Isso se dá por alguns motivos. O primeiro é a liberdade que o romance dá, e eu queria ter essa liberdade para escrever. O segundo é que eu achei que a ficção é o que melhor sustentaria o que eu tinha para dizer. E, por fim, eu não queria falar apenas sobre a morte e a ancestralidade, mas também sobre literatura. O epílogo tenta inscrever o meu livro dentro de uma discussão literária, sobre escrita de si e a própria ficção.
Em As Pequenas Chances, em vários momentos Natalia reflete sobre suas origens judaicas, e entendemos que a morte de seu pai a aproximou muito não apenas do aspecto religioso pura e simples de sua família, mas também de sua ancestralidade. Eu queria saber qual a importância que a escrita do livro – além da experiência do luto – teve neste movimento de olhar para as próprias origens.

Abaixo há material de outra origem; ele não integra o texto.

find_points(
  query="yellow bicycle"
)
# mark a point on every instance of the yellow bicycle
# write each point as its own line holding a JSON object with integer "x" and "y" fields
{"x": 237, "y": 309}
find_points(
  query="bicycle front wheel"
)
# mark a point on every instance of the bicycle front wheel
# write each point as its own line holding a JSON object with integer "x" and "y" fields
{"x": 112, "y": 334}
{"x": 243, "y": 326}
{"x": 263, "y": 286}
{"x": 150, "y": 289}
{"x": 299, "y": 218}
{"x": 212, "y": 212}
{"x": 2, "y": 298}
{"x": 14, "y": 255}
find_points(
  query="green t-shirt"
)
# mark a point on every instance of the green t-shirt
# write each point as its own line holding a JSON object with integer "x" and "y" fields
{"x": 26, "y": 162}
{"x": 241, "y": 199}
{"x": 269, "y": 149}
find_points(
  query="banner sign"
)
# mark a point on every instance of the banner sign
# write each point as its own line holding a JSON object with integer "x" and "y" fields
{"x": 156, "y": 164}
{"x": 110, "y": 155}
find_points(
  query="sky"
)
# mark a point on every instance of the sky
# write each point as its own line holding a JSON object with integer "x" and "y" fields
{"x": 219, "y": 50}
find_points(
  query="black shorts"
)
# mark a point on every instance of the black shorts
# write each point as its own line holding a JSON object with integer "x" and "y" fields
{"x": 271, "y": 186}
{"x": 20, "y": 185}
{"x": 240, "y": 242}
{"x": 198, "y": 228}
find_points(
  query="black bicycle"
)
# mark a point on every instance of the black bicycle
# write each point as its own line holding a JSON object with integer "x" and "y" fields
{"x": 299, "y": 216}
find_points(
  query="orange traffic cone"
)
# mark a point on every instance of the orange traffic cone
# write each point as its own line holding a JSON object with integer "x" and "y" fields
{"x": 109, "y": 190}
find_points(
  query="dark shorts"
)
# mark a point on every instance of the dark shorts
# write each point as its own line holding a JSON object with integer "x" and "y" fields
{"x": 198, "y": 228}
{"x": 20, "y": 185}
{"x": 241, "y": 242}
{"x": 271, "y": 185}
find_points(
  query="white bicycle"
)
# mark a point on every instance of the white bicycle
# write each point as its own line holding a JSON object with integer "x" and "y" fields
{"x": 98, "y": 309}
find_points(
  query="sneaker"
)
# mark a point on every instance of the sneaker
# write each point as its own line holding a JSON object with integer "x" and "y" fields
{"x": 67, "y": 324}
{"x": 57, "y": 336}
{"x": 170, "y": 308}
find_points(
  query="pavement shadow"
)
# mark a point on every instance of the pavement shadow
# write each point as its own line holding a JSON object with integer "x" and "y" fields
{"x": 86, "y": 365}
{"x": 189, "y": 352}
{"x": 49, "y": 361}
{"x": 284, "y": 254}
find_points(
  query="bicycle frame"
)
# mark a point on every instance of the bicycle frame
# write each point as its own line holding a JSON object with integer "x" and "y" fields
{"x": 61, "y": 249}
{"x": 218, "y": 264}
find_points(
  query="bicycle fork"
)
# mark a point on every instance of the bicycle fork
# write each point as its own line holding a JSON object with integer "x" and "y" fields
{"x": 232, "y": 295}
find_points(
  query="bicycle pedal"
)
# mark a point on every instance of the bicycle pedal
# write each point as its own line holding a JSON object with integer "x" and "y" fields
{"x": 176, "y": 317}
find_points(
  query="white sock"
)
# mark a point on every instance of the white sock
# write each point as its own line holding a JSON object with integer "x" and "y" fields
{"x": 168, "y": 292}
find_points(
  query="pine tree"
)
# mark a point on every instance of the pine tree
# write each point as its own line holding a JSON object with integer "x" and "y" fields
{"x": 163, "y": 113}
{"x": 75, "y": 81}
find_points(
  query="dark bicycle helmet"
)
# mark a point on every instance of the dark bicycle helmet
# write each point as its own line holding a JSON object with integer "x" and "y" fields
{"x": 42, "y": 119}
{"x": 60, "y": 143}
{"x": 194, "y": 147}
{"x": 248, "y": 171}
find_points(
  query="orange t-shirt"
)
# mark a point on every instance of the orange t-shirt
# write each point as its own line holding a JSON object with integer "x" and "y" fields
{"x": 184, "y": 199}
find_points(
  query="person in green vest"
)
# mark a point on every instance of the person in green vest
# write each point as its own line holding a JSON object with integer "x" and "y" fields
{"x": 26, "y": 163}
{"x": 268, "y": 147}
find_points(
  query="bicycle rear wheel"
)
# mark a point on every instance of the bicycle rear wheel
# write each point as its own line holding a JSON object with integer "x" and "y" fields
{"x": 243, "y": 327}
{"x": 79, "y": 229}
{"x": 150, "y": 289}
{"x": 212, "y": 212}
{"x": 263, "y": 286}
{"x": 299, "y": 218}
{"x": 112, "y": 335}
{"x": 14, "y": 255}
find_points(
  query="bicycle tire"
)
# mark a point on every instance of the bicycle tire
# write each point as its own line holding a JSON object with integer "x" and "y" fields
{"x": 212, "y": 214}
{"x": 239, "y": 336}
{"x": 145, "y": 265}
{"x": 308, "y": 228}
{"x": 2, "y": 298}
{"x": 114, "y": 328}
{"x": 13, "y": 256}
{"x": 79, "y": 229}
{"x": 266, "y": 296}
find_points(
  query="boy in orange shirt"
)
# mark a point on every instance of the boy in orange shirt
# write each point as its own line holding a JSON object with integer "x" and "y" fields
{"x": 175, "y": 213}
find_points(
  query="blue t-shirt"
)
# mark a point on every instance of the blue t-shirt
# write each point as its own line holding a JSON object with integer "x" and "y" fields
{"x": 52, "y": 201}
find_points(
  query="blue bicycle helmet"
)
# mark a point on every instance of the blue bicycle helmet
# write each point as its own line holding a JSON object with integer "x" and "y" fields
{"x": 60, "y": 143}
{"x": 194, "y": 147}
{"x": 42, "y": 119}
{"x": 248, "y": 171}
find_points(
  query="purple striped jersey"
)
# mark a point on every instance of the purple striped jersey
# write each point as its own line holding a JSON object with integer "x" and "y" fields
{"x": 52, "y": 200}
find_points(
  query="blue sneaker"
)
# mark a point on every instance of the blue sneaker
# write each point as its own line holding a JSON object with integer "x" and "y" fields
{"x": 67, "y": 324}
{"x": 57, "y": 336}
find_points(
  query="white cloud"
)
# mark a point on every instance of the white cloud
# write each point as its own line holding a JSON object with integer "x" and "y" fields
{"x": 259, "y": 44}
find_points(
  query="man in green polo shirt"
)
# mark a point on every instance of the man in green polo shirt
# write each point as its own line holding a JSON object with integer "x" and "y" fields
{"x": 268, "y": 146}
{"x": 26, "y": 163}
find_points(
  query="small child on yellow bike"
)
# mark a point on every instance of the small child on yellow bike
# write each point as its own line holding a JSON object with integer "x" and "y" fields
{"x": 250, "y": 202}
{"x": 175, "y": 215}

Com certeza, escrever esse livro me mobilizou muito para olhar para as minhas próprias origens. Provavelmente, se eu só vivesse o luto, sem a escrita do livro, talvez eu não olhasse. Estou vivendo isso mais uma vez agora, em que me preparo para escrever o livro sobre a minha mãe.
Então o livro teve uma importância fundamental nesse movimento de olhar para as minhas origens. Não gosto de dizer que a escrita é a maneira que eu tenho lidar com a vida porque eu não escrevo para nada: a escrita é o que eu faço com a vida e com o que acontece comigo. Então essa foi a maneira com que eu pude acessar essa questão da minha ancestralidade.
Para além das origens familiares, queria te perguntar sobre as suas ancestrais literárias. Além de Annie Ernaux e Moacyr Scliar, que são citados em epígrafes em As Pequenas Chances, quem mais influenciou a sua escrita?
Eu li muita coisa sobre luto, quase nada teórico. No agradecimento, eu cito algumas obras, como a Valéria Luiselli com Arquivo das Crianças Perdidas, que narra uma viagem também; Morreste-me, de José Luís Peixoto, também está presente no livro; a Lucía Berlin também está. Talvez o mais próximo de um registro teórico, não ficcional ou literário, sobre o luto que me aproximei foi o livro da Ana Claudia Quintana Arantes.
Também li Noemi Jaffe, O Pai da Menina Morta, do Tiago Ferro… eu queria ver como as pessoas estavam transformando o luto em literatura. Karl Ove Knausgård, que é um autor que eu estudo, certamente teve influência sobre como falar da própria vida, ainda que meu livro não se filie totalmente ao fazer literário dele, o que se esclarece principalmente no epílogo.